This year will bring new meaning to the adage “hindsight is 2020.”
The year unexpectedly became an experiment in emergency powers and unemployment insurance benefits. It remains to be seen how kindly history will look back on the pandemic-related lockdowns and prohibitions, but we’re already seeing the impact of using unemployment benefits to encourage dependency — and the effects of different leadership decisions on workers and the economy.
Though the media lavishes more positive, glowing praise on Gov. Andrew Cuomo than the New York body count warrants, it’s Gov. Kristi Noem of South Dakota who emerges as a battle-tested leader through this health crisis.
In 2020 hindsight, Noem will be vindicated for her early actions and forward-thinking, long-term approach. On top of creating a prudent healthcare strategy, loosening regulations to improve access to healthcare, and helping her state enter the pandemic on solid footing, she recently made the decision to help small businesses and support workers by forgoing any further financial boosts to the unemployment insurance program. States had seen a significant rise in work refusals and fraud because the unemployment insurance boost Congress implemented through the CARES Act meant workers were receiving more money by staying home than they could earn going back to their jobs.
Back in May, Noem and the South Dakota Department of Labor cracked down on work refusals, clarifying that refusing to work when offered your job back means you do not qualify for unemployment. Because of this effort, nearly 80% of the lost jobs have been recovered, and now, the state is forgoing extra money from the federal government — the state doesn’t need it.
Decisions like these take courage, and South Dakota’s workforce and small businesses are better off for it.
Small-business owners put everything on the line to weather COVID-19. They took out loans, cut their household budgets, and spent countless hours adapting their business models to a new normal. When state economies began to reopen, they did not expect to compete with the federal government for their own employees. It made a tough situation far worse.
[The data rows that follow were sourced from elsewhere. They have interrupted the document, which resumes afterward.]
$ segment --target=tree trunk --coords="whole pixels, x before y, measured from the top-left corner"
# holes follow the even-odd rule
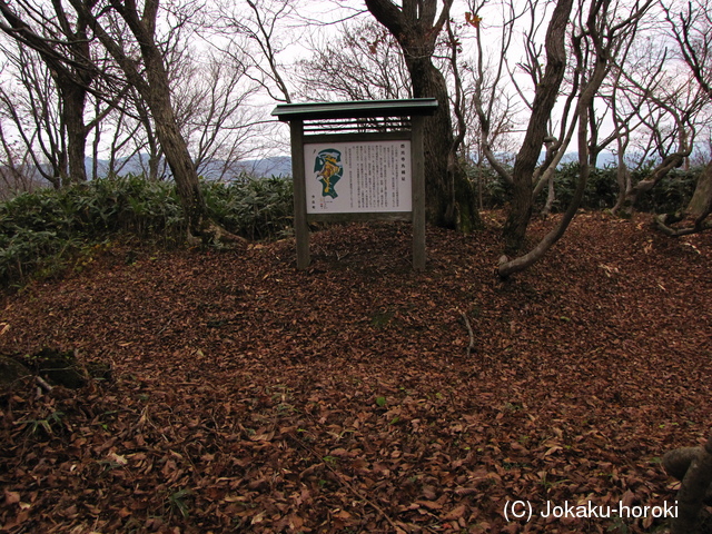
[[[455,180],[457,162],[448,160],[453,144],[449,98],[443,73],[429,58],[406,59],[415,98],[437,99],[437,111],[425,119],[425,198],[431,222],[455,228]]]
[[[62,99],[62,120],[67,128],[67,159],[69,164],[69,184],[87,181],[85,154],[87,148],[87,126],[85,125],[85,103],[87,91],[73,82],[58,81]],[[62,184],[67,185],[67,184]]]
[[[396,38],[405,58],[415,98],[435,98],[438,108],[425,120],[425,190],[428,220],[441,227],[465,231],[478,227],[474,185],[454,154],[447,82],[433,65],[437,36],[449,17],[453,0],[404,0],[398,8],[390,0],[366,0],[370,13]]]
[[[546,69],[541,83],[536,87],[532,116],[512,170],[514,180],[512,205],[503,230],[506,254],[514,254],[522,248],[526,228],[532,218],[534,202],[532,176],[544,146],[546,122],[564,79],[566,69],[564,40],[572,6],[573,0],[558,0],[546,30]]]
[[[685,209],[685,214],[695,220],[704,219],[712,209],[712,164],[709,164],[700,177],[694,188],[692,199]]]

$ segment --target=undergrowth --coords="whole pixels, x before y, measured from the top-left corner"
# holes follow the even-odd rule
[[[233,234],[269,240],[291,228],[290,179],[205,181],[201,187],[208,215]],[[186,219],[175,185],[127,176],[18,195],[0,204],[0,284],[59,274],[119,236],[181,245]]]

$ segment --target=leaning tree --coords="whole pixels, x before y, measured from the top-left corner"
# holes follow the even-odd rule
[[[411,75],[415,98],[435,98],[437,112],[425,121],[425,187],[428,219],[449,228],[479,226],[476,197],[457,158],[447,81],[433,62],[438,37],[454,0],[365,0],[368,11],[397,40]],[[439,13],[438,13],[439,11]],[[451,46],[455,46],[451,42]]]

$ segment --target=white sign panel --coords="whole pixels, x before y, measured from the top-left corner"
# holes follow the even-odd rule
[[[411,141],[305,144],[307,214],[412,211]]]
About 68% of people collecting the weekly bonus benefit made more money sitting at home than going back to work. The average unemployed worker collected nearly $1,000 per week, totaling more than $50,000 per year. With that kind of competition, two-thirds of small businesses worried that their former employees would never return, and many experienced that reality firsthand when they tried to get them to come back to work.
The unemployment insurance boost took a safety net intended to help individuals weather a time of unprecedented economic uncertainty temporarily and turned it into a lucrative safe space for people to remain unemployed for the long term instead of returning to their jobs.
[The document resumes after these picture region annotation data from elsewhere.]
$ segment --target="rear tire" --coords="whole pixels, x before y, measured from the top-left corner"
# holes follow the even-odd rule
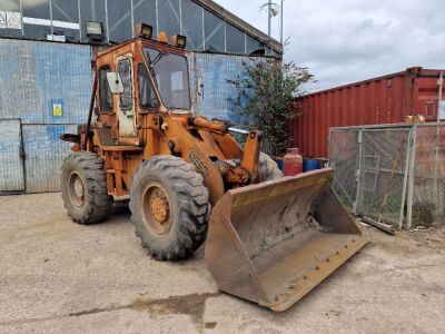
[[[144,161],[135,174],[131,220],[157,259],[181,259],[204,243],[210,215],[208,190],[192,165],[174,156]]]
[[[93,224],[107,218],[112,196],[108,195],[103,160],[89,151],[69,155],[62,165],[60,187],[65,208],[78,224]]]
[[[268,155],[259,154],[259,175],[261,177],[261,183],[271,180],[274,178],[283,177],[281,170],[278,168],[278,164],[274,161]]]

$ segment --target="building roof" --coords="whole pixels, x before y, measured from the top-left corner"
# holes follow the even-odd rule
[[[218,17],[225,19],[227,22],[229,22],[230,24],[235,26],[236,28],[245,31],[246,33],[250,35],[251,37],[259,39],[266,46],[275,49],[279,53],[283,53],[283,46],[279,41],[270,38],[269,36],[267,36],[259,29],[255,28],[250,23],[247,23],[246,21],[241,20],[240,18],[238,18],[234,13],[229,12],[228,10],[226,10],[224,7],[219,6],[215,1],[211,1],[211,0],[192,0],[192,1],[202,6],[208,11],[214,12]]]

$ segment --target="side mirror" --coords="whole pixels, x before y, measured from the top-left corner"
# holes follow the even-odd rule
[[[123,85],[119,72],[107,72],[107,81],[112,94],[123,92]]]

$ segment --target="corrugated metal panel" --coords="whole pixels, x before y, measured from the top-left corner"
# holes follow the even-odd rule
[[[23,189],[20,120],[0,119],[0,191]]]
[[[89,46],[0,39],[0,118],[81,124],[91,92]]]
[[[191,96],[194,111],[208,118],[227,119],[237,122],[234,115],[234,99],[238,89],[228,84],[244,72],[244,63],[263,60],[261,57],[245,57],[219,53],[191,53]],[[198,96],[198,78],[201,78],[202,96]]]
[[[411,68],[309,94],[294,105],[294,146],[307,157],[327,158],[332,127],[404,122],[416,114],[436,120],[438,75],[439,70]]]
[[[60,167],[70,151],[70,144],[59,137],[77,132],[73,125],[22,125],[26,154],[27,193],[60,190]]]

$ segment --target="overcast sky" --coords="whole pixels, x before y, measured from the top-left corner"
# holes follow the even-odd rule
[[[216,2],[267,32],[266,0]],[[414,66],[445,69],[445,0],[284,0],[284,9],[285,59],[310,69],[315,90]]]

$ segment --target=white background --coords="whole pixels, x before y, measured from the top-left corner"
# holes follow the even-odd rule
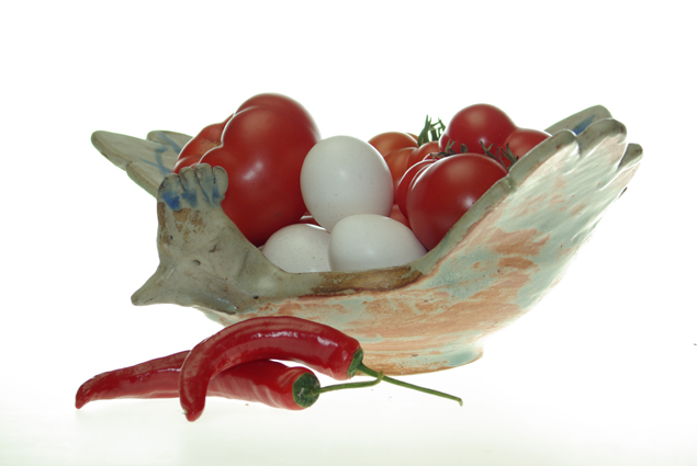
[[[0,465],[697,464],[684,2],[426,3],[3,4]],[[562,283],[482,360],[409,377],[462,408],[381,384],[303,412],[210,400],[194,423],[176,399],[76,410],[92,375],[218,329],[131,305],[157,266],[155,200],[90,134],[195,134],[267,91],[325,137],[364,139],[477,102],[538,128],[603,104],[644,160]]]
Not only that — it served thousands of dollars on a silver platter to fraudsters and scammers looking to take advantage of the chaos of our government programs. Between individuals refusing to return to work and scammers filing false claims for CARES Act money, it’s now estimated that fraudulent and wasteful spending in the unemployment insurance program has the potential to reach $26 billion this year — that’s almost as much as the unemployment program pays out to total claims during a normal year.
Noem made that tough choice to end the fraud-friendly gravy train, and now, it’s Congress’s turn to get to work and ensure the expired boost remains a footnote in history.
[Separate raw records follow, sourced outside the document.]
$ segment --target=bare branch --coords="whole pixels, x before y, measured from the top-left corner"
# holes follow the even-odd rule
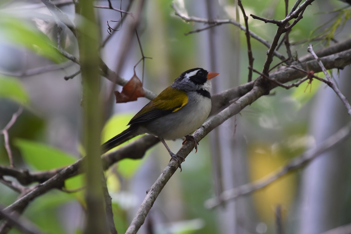
[[[205,202],[205,206],[208,209],[212,209],[220,205],[224,201],[234,199],[264,188],[288,173],[301,168],[322,153],[338,145],[350,135],[351,122],[323,141],[316,148],[306,151],[300,156],[295,157],[284,167],[258,180],[225,191],[219,198],[213,198],[208,200]]]
[[[174,4],[172,4],[172,7],[174,9],[176,15],[178,15],[186,22],[194,22],[199,23],[203,23],[204,24],[208,24],[210,26],[217,26],[220,25],[222,24],[230,24],[239,27],[240,28],[240,29],[244,32],[246,31],[246,28],[245,27],[232,19],[228,20],[213,19],[210,20],[208,19],[199,18],[198,17],[194,16],[190,17],[183,15],[178,8],[176,6],[176,5]],[[210,27],[208,27],[204,28],[204,29],[207,29]],[[202,30],[201,30],[201,31]],[[199,31],[199,32],[200,31]],[[250,30],[249,30],[249,32],[250,34],[250,35],[253,38],[254,38],[254,39],[257,40],[257,41],[264,45],[267,48],[269,48],[271,47],[271,45],[267,41],[263,39]],[[274,54],[275,56],[277,56],[281,60],[284,60],[285,59],[285,58],[284,57],[284,56],[278,51],[275,51],[274,52]]]
[[[0,215],[7,220],[8,225],[15,227],[22,233],[27,234],[43,233],[31,222],[23,217],[20,217],[16,213],[10,214],[0,208]]]
[[[350,234],[351,233],[351,223],[333,228],[321,234]]]
[[[329,82],[329,83],[328,85],[333,89],[334,91],[335,92],[336,95],[338,95],[339,98],[340,99],[343,103],[344,103],[344,105],[345,105],[345,106],[346,107],[346,109],[347,109],[347,113],[351,115],[351,106],[350,106],[350,103],[347,101],[347,99],[346,99],[346,97],[339,90],[339,89],[337,87],[335,84],[334,83],[333,81],[332,80],[331,78],[330,77],[330,76],[329,75],[329,73],[328,73],[328,71],[327,71],[327,69],[325,69],[325,67],[324,67],[324,66],[323,65],[323,63],[320,61],[320,59],[318,58],[317,55],[314,53],[314,52],[313,51],[313,49],[312,48],[312,45],[311,44],[309,44],[308,49],[308,51],[313,56],[314,58],[318,62],[318,64],[319,67],[320,67],[323,73],[324,73],[324,75],[325,75],[325,77],[327,79],[328,81]]]
[[[245,27],[246,30],[245,31],[245,35],[246,36],[246,42],[247,44],[247,55],[249,56],[249,75],[247,82],[250,82],[252,80],[252,68],[253,67],[253,60],[254,59],[252,56],[252,50],[251,48],[251,42],[250,40],[250,32],[249,30],[249,22],[248,20],[249,17],[245,13],[245,10],[241,4],[241,1],[238,0],[238,5],[241,9],[241,12],[244,16],[244,21],[245,22]]]
[[[11,167],[13,167],[13,159],[12,158],[12,152],[11,150],[11,148],[10,147],[10,142],[8,137],[8,129],[12,127],[12,125],[16,122],[17,118],[22,113],[23,111],[23,107],[22,106],[20,106],[17,111],[15,113],[12,115],[12,117],[10,120],[10,121],[7,123],[4,129],[1,131],[1,133],[4,135],[4,138],[5,142],[5,148],[6,151],[7,152],[7,155],[8,155],[8,158],[10,160],[10,165]]]

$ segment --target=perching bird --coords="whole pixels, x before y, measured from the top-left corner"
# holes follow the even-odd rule
[[[201,68],[190,69],[181,73],[173,83],[150,101],[132,118],[127,129],[102,146],[104,152],[138,135],[151,134],[160,139],[179,167],[183,157],[172,153],[165,140],[184,136],[195,143],[190,133],[201,126],[211,110],[210,80],[219,74]]]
Senators and representatives can use their time at home during the current recess to listen to voters and small-business owners talk about their experiences. They’ll see just how unpopular paying people more not to work is. According to polling released by the Foundation for Government Accountability, more than half of all voters wanted the bonus payment to expire as planned on July 31, including 61% of independents.
The economy works when workers work. Our unemployment policy needs to reflect that.
Voters know we need people to go back to their jobs, and the job numbers support this view. A record 4.8 million jobs were added in June, and another 1.8 million in July, lowering the national unemployment rate for a third straight month. The jobs are coming back. The question is, will former employees come back to fill them? If Congress extends an unemployment bonus, I wouldn’t be too sure.
Congress is now in the driver’s seat at a pivotal moment in our recovery effort. We have the opportunity right now to have the hindsight view of 2020 be a comeback story, but it will require Congress to stay strong and resist the temptation to extend the unemployment benefit boost to keep us on a long-term path to return to a roaring economy once more.
Tarren Bragdon is the chief executive officer at the Foundation for Government Accountability.